Le patron de la Fed se chargera lui-même du service après-vente avec trois interventions prévues dans les prochains jours.

UN "TAPER TANTRUM" FAIT PEUR

Même la Banque du Japon, d'ordinaire très prévisible et toujours extrêmement accommodante, a réussi à semer le trouble en évoquant vendredi un ajustement des achats d'actions qu'elle réalise par le biais de fonds indiciels cotés (ETF).

Il ne s'agit pas d'une révolution mais des investisseurs nerveux y ont vu l'amorce d'un resserrement et l'indice Nikkei de la Bourse de Tokyo a perdu 1,4%.

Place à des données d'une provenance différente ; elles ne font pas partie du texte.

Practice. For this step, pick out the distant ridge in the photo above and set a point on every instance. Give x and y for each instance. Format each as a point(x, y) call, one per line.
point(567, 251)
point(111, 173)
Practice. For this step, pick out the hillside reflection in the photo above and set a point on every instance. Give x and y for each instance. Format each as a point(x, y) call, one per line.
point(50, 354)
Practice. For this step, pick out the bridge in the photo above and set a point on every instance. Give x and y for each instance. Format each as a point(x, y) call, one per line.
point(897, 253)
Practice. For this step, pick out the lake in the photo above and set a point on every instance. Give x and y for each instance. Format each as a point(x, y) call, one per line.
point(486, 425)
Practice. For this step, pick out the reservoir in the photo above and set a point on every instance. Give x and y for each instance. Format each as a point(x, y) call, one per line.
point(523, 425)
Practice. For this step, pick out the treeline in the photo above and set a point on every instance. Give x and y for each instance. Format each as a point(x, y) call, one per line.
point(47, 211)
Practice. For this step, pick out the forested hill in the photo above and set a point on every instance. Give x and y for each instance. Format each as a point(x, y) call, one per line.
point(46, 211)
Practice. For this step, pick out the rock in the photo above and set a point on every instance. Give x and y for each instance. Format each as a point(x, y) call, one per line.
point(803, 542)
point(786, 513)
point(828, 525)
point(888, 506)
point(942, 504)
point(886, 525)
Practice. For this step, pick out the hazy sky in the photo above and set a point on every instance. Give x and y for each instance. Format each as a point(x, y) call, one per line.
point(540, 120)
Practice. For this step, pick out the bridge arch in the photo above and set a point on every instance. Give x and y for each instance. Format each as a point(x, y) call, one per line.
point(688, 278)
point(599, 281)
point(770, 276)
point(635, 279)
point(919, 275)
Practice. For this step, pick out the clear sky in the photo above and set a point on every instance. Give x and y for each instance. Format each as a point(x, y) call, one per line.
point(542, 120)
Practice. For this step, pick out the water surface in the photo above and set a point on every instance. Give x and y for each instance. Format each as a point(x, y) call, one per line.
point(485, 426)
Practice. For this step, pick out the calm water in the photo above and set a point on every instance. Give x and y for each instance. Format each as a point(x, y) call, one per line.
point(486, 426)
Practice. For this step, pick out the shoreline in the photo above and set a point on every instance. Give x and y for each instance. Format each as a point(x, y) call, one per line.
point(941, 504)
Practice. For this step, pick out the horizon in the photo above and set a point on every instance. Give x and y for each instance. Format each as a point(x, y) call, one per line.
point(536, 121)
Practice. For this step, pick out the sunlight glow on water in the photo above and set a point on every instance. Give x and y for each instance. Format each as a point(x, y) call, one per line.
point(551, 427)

Au Japon comme ailleurs, les marchés redoutent par-dessus tout des turbulences provoquées par une normalisation monétaire ("tapering") mal balisée par les banques centrales.

Ce phénomène, connu sous le nom de "taper tantrum", avait été illustré en 2013 un mouvement de panique sur les marchés l'évocation par Ben Bernanke, alors président de la Fed, d'un arrêt du programme d'assouplissement quantitatif de son institution.

"Le risque ne viendrait pas d'un changement de cadence opérationnelle des banques centrales mais plus d'une évolution du sentiment de marché à l'égard de la communication des banques centrales et de l'horizon d'intervention", explique Alexandre Baradez, responsable de l'analyse des marchés chez IG France.

Cette crainte d'un accident monétaire paraît excessive, juge pour sa part Fabrizio Pagani, responsable mondial de la stratégie économique et des marchés de capitaux pour Muzinich & Co.

"Les banques centrales gardent le cap et la sérénité qu'elles montrent est importante et va rassurer les marchés et les opérateurs économiques", dit-il à Reuters.

CONSOLIDATION EN VUE

La volatilité s'observe surtout sur les rendements des emprunts d'Etat américains et, plus modérément, sur ceux de la dette souveraine européenne, ajoute l'économiste.

"Le marché actions et le marché du crédit n'ont pas réagi de manière particulièrement brutale, même si l'on observe un phénomène de rotation en faveur des secteurs appelés à bénéficier de la réouverture de l'économie et au détriment de ceux qui avaient beaucoup progressé pour atteindre des valorisations élevées", dit-il.

Cette tendance devrait s'atténuer sur les trois prochains mois, le rebond de l'économie mondiale cette année étant déjà largement intégré dans les cours, notamment aux Etats-Unis, où les indices de référence évoluent nettement au-dessus de leurs niveaux d'avant la crise, prévoit Alexandre Baradez.

"La rotation sectorielle ne devrait pas être aussi forte au second trimestre et nous pourrions surtout observer une consolidation globale des indices, qu'ils soient un peu plus 'value' comme le CAC 40 ou le Dax ou plus 'growth' comme le Nasdaq 100 ou même le S&P 500", dit-il.

Les perspectives semblent plus favorables à moyen terme pour les indices européens, notamment parce que la BCE devrait rester plus accommodante que la Fed en raison du retard économique de la zone euro par rapport aux Etats-Unis, selon lui.

Ce retard est également sanitaire, comme l'ont rappelé jeudi les nouvelles mesures de confinement annoncées en France. Au même moment, le président américain Joe Biden déclarait que les Etats-Unis atteindraient dès le lendemain, donc en avance, leur objectif d'administrer 100 millions de doses de vaccin contre le coronavirus à travers le pays.